Memasuki puncak musim penghujan, tingkat Kesiapan Drainase di Kota Medan kembali menjadi ujian besar bagi pemerintah kota dalam memberikan rasa aman kepada warga dari ancaman banjir rob maupun luapan air hujan. Sebagai kota yang dilintasi oleh banyak sungai besar, sistem pembuangan air yang terintegrasi adalah kunci utama agar pusat bisnis dan pemukiman tidak lumpuh saat hujan deras melanda. Upaya normalisasi parit dan perbaikan infrastruktur bawah tanah terus dipacu guna memastikan debit air yang tinggi dapat dialirkan secara efektif menuju muara tanpa hambatan berarti.
Dinas Pekerjaan Umum secara berkala melakukan pengerukan sedimen lumpur dan sampah yang menyumbat jalur-jalur utama dalam Kesiapan Drainase kota. Penumpukan sampah plastik masih menjadi kendala klasik yang seringkali membuat saluran air kehilangan kapasitas tampungnya dalam waktu singkat. Selain pengerukan manual, penggunaan alat berat di titik-titik krusial seperti kawasan Medan Selayang dan Medan Baru diharapkan mampu mempercepat aliran air. Namun, keberhasilan sistem ini sangat bergantung pada sinkronisasi antara parit lingkungan dengan kanal-kanal besar milik provinsi.
Salah satu aspek penting dalam Kesiapan Drainase modern adalah pembangunan kolam retensi di beberapa titik strategis. Kolam ini berfungsi sebagai bak penampung sementara saat intensitas hujan mencapai puncaknya, sehingga beban saluran air tidak berlebihan. Dengan adanya kolam retensi, air dapat diparkir sejenak sebelum dilepaskan secara perlahan setelah debit sungai mulai menurun.
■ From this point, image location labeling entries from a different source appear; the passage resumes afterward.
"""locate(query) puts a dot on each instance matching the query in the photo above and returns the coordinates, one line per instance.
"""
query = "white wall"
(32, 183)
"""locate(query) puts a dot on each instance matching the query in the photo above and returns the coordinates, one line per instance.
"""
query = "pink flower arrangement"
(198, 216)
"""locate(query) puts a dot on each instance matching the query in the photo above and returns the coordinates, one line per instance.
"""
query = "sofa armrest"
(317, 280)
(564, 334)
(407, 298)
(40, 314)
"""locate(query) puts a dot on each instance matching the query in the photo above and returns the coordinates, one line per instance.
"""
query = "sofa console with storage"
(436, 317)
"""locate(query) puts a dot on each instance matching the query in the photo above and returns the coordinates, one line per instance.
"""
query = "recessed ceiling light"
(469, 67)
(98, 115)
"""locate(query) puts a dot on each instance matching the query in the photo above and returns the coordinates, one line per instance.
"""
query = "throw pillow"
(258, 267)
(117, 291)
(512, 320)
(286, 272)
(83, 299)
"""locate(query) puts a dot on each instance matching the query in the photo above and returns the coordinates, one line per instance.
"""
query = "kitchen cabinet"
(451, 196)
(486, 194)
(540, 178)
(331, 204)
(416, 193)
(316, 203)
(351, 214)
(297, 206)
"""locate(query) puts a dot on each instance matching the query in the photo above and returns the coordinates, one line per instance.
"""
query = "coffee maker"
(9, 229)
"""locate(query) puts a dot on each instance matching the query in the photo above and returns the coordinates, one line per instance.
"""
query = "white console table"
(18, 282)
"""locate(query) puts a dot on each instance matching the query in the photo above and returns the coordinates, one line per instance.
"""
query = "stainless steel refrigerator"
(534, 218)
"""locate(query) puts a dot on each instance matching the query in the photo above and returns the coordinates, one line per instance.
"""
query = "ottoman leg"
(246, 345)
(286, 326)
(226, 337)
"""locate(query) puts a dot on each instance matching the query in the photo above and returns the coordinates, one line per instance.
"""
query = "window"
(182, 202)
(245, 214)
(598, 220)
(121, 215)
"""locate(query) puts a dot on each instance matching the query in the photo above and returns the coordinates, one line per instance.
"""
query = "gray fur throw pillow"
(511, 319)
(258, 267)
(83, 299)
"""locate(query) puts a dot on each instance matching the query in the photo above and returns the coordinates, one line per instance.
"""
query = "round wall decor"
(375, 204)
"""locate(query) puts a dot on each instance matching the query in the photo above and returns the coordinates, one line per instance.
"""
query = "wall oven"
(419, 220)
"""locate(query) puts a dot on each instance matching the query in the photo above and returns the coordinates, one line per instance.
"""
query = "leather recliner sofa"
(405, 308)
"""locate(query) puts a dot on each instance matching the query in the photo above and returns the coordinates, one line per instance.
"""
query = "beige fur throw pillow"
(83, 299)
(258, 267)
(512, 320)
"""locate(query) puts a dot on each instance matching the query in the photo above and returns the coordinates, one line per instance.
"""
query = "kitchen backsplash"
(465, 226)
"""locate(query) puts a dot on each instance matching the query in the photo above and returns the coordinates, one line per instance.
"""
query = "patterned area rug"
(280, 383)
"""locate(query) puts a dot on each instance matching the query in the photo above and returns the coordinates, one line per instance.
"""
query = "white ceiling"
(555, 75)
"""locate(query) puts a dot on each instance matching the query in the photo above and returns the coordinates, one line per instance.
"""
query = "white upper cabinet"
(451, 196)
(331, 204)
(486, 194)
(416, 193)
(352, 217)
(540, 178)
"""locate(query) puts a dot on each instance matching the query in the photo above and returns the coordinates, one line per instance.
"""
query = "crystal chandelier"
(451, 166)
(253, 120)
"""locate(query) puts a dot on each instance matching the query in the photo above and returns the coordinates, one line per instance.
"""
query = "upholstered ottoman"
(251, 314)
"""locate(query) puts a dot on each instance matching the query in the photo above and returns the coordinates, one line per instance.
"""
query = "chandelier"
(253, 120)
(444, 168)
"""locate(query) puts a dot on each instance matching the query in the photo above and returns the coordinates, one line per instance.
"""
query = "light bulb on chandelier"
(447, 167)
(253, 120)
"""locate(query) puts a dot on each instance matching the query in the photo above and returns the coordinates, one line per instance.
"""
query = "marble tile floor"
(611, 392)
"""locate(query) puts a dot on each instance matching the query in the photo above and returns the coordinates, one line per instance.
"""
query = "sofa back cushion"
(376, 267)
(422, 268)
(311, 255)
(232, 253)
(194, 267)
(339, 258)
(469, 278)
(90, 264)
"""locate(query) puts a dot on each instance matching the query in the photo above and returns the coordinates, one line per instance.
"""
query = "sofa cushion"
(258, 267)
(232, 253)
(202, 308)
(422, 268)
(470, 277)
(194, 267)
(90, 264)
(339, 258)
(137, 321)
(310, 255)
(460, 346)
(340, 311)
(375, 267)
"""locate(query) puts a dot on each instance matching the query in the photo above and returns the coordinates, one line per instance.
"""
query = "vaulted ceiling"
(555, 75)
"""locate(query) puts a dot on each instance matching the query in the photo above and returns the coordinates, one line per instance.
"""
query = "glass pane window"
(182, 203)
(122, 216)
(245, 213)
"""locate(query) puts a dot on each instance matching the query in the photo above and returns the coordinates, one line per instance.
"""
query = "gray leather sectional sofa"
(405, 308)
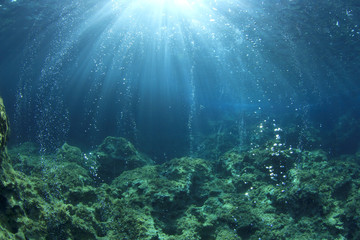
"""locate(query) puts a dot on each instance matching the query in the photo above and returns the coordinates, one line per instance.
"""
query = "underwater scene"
(179, 119)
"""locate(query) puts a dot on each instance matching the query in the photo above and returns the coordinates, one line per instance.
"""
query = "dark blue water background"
(167, 74)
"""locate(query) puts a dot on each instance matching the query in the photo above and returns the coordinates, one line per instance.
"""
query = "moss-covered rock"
(115, 155)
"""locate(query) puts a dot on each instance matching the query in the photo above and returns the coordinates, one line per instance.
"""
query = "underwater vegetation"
(115, 192)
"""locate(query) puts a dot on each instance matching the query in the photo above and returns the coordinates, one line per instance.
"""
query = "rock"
(116, 155)
(4, 126)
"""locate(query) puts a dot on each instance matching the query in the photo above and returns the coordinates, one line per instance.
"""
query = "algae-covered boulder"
(4, 126)
(116, 155)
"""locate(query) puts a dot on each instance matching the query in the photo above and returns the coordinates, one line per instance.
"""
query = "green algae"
(265, 192)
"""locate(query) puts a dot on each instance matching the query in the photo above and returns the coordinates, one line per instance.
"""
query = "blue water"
(167, 74)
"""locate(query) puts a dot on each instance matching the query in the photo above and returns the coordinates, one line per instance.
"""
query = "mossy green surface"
(264, 193)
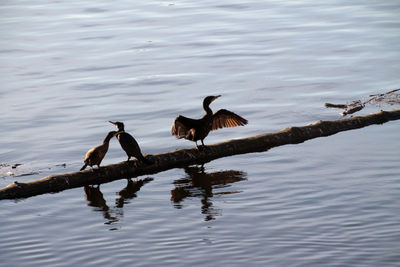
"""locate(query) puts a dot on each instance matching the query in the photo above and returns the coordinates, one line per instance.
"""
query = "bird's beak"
(215, 97)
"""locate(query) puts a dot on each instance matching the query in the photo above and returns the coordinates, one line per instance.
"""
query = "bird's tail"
(83, 167)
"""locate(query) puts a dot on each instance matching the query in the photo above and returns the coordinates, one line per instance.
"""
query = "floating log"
(185, 157)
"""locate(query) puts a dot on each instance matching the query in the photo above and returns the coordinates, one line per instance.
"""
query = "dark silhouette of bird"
(129, 144)
(95, 155)
(198, 129)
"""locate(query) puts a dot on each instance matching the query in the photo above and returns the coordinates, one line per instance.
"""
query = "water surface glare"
(69, 68)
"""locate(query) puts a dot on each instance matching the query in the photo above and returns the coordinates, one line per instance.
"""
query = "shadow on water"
(199, 184)
(95, 199)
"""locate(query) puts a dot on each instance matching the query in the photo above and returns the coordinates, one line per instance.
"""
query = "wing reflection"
(96, 199)
(198, 183)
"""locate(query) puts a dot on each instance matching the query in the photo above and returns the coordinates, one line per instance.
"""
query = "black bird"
(95, 155)
(129, 144)
(194, 130)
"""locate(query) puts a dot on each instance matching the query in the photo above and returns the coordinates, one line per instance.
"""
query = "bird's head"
(118, 124)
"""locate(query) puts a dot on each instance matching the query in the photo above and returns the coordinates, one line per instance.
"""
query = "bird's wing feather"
(91, 154)
(182, 126)
(225, 118)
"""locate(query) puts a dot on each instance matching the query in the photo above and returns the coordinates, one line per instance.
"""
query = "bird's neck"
(207, 109)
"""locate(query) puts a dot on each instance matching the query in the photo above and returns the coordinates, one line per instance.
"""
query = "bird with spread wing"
(198, 129)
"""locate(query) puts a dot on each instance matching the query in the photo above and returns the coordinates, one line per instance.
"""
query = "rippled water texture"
(69, 67)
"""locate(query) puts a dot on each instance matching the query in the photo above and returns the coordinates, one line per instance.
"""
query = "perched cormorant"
(194, 130)
(129, 144)
(95, 155)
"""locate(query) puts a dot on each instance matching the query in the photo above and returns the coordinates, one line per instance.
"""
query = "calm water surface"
(68, 68)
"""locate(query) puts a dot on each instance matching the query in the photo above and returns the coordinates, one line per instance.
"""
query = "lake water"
(69, 67)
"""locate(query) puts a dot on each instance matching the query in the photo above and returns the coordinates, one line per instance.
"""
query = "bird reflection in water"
(96, 199)
(198, 183)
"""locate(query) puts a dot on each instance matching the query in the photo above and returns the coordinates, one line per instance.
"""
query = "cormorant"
(95, 155)
(129, 144)
(194, 130)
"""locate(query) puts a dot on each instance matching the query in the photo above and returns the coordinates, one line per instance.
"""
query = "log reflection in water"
(96, 199)
(198, 183)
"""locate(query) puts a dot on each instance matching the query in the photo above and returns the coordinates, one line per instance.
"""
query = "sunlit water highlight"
(68, 68)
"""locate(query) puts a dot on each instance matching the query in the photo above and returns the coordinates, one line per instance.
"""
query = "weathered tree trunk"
(183, 157)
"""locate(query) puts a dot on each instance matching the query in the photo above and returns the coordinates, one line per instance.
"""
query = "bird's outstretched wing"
(182, 126)
(225, 118)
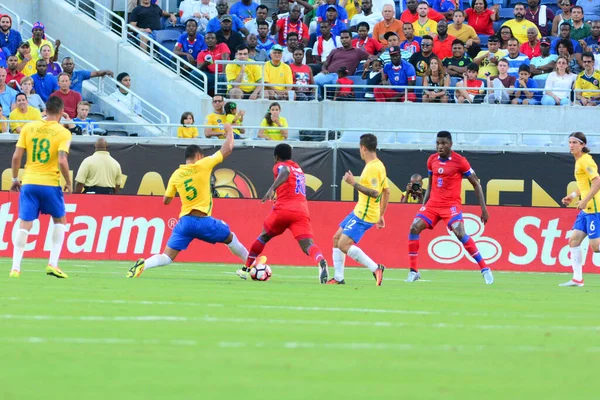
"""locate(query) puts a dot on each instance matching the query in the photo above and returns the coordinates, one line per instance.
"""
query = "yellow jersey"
(586, 170)
(42, 141)
(372, 177)
(192, 182)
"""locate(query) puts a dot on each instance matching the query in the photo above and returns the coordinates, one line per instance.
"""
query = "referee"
(99, 173)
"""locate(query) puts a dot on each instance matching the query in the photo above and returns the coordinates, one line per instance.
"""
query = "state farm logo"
(448, 249)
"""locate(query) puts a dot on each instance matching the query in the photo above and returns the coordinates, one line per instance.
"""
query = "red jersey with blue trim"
(291, 195)
(446, 175)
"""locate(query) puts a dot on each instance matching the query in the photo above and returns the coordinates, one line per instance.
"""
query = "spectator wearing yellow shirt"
(273, 124)
(187, 132)
(277, 72)
(23, 112)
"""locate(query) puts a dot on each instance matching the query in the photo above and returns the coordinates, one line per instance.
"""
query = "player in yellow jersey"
(373, 197)
(192, 182)
(46, 145)
(588, 219)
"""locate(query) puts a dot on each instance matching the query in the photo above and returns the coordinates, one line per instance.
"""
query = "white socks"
(19, 248)
(157, 260)
(339, 258)
(359, 256)
(58, 238)
(237, 248)
(576, 262)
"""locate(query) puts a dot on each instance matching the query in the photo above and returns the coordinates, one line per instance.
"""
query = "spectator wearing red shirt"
(482, 18)
(370, 45)
(70, 97)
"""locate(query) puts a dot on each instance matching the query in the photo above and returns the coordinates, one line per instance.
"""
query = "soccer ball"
(261, 272)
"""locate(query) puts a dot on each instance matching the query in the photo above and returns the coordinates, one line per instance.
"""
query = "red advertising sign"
(129, 227)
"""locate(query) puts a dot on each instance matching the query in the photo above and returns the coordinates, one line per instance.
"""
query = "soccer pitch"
(191, 331)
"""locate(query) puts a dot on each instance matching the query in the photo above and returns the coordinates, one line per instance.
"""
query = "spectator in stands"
(235, 118)
(411, 15)
(519, 24)
(457, 64)
(146, 18)
(542, 65)
(33, 99)
(588, 79)
(541, 16)
(277, 73)
(424, 25)
(226, 35)
(420, 60)
(22, 112)
(53, 67)
(389, 24)
(79, 76)
(442, 43)
(303, 76)
(531, 48)
(9, 38)
(482, 18)
(13, 75)
(363, 41)
(214, 25)
(522, 94)
(291, 24)
(249, 75)
(273, 125)
(44, 83)
(565, 16)
(396, 73)
(434, 78)
(515, 58)
(559, 84)
(469, 89)
(216, 119)
(185, 131)
(99, 173)
(488, 59)
(69, 97)
(500, 83)
(346, 56)
(367, 15)
(258, 55)
(7, 95)
(123, 97)
(200, 11)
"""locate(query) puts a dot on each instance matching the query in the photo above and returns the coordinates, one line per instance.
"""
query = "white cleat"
(413, 276)
(572, 283)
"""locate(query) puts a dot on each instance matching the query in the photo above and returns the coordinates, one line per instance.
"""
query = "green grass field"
(191, 331)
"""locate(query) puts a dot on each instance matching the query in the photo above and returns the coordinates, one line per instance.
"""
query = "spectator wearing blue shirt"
(214, 25)
(190, 43)
(77, 77)
(396, 73)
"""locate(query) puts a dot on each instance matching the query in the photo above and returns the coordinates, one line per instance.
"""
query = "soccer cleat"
(487, 275)
(378, 274)
(137, 269)
(323, 271)
(56, 272)
(413, 276)
(573, 283)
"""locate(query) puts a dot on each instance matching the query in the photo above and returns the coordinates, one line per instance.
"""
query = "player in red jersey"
(290, 211)
(442, 202)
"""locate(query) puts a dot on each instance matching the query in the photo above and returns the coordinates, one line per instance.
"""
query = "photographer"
(414, 190)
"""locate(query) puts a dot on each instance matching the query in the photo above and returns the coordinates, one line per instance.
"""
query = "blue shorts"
(588, 223)
(206, 229)
(36, 199)
(354, 227)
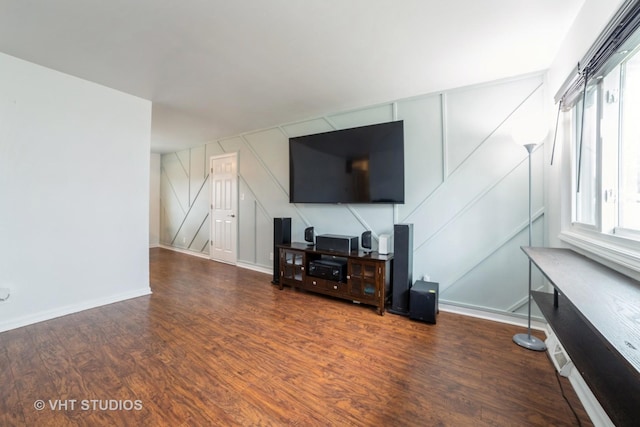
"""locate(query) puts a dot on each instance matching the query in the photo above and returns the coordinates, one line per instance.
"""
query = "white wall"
(74, 192)
(154, 201)
(466, 190)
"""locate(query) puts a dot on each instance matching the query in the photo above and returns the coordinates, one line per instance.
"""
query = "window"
(607, 150)
(629, 191)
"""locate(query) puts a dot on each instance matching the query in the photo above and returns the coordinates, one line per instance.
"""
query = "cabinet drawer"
(337, 287)
(315, 283)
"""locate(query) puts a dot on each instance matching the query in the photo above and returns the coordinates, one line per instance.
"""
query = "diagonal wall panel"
(465, 189)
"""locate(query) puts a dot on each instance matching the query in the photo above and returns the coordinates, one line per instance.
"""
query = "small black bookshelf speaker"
(366, 240)
(309, 236)
(281, 236)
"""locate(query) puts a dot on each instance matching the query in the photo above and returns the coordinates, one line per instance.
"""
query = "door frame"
(234, 207)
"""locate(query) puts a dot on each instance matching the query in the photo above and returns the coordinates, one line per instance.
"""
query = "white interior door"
(224, 208)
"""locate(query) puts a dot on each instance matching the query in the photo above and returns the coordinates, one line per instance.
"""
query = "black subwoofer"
(423, 301)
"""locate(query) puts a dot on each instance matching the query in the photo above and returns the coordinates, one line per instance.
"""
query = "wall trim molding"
(493, 316)
(72, 308)
(184, 251)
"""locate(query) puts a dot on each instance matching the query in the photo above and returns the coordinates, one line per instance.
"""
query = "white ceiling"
(216, 68)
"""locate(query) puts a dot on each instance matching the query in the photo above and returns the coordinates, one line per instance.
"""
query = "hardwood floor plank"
(219, 345)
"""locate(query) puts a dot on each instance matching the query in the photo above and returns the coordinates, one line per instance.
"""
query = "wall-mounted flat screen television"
(357, 165)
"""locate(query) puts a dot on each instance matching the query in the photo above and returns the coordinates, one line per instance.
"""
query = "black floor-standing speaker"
(402, 277)
(281, 235)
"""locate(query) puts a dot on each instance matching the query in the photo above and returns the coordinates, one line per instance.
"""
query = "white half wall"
(74, 193)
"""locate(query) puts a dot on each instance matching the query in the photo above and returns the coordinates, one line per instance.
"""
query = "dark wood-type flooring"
(219, 345)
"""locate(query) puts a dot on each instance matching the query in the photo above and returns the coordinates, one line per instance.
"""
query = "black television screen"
(357, 165)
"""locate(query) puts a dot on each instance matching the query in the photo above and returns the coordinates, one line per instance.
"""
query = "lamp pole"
(527, 340)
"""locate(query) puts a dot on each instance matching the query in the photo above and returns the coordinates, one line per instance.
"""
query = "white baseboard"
(184, 251)
(258, 268)
(240, 264)
(70, 309)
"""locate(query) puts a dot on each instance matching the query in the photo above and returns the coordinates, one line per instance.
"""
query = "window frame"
(618, 245)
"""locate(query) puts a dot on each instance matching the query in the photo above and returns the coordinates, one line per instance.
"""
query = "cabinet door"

Teknologi ini dianggap lebih efektif dibandingkan hanya mengandalkan pelebaran parit yang seringkali terkendala oleh keterbatasan lahan di area padat penduduk yang sudah sangat sesak.
Pemerintah Kota Medan juga mulai mengintegrasikan sensor ketinggian air berbasis digital sebagai bagian dari Kesiapan Drainase yang lebih responsif. Sensor-sensor ini ditempatkan di pintu air dan jembatan untuk memberikan peringatan dini kepada petugas jika level air mulai memasuki zona bahaya. Data real-time ini sangat berguna untuk menentukan kapan pintu air harus dibuka atau ditutup, serta kapan pompa air harus diaktifkan secara maksimal. Langkah digitalisasi ini diharapkan mampu meminimalisir kesalahan manusia dalam manajemen krisis saat badai petir melanda kota.